Although only a few exemplary embodiments have been described in detail herein, those skilled in the art will readily appreciate that many modifications are possible in the exemplary embodiments without materially departing from the novel teachings and advantages of the embodiments of the present disclosure. Accordingly, all such modifications are intended to be included within the scope of the embodiments of the present disclosure as defined in the following claims. In the claims, means-plus-function clauses are intended to cover the structures described herein as performing the recited function and not only structural equivalents, but also equivalent structures.

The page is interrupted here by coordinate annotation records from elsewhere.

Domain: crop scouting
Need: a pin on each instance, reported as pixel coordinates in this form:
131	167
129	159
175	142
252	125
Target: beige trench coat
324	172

The above-disclosed subject matter is to be considered illustrative, and not restrictive, and the appended claims are intended to cover any and all such modifications, enhancements, and other embodiments that fall within the scope of the present invention. Thus, to the maximum extent allowed by law, the scope of the present invention is to be determined by the broadest permissible interpretation of the following claims and their equivalents, and shall not be restricted or limited by the foregoing detailed description.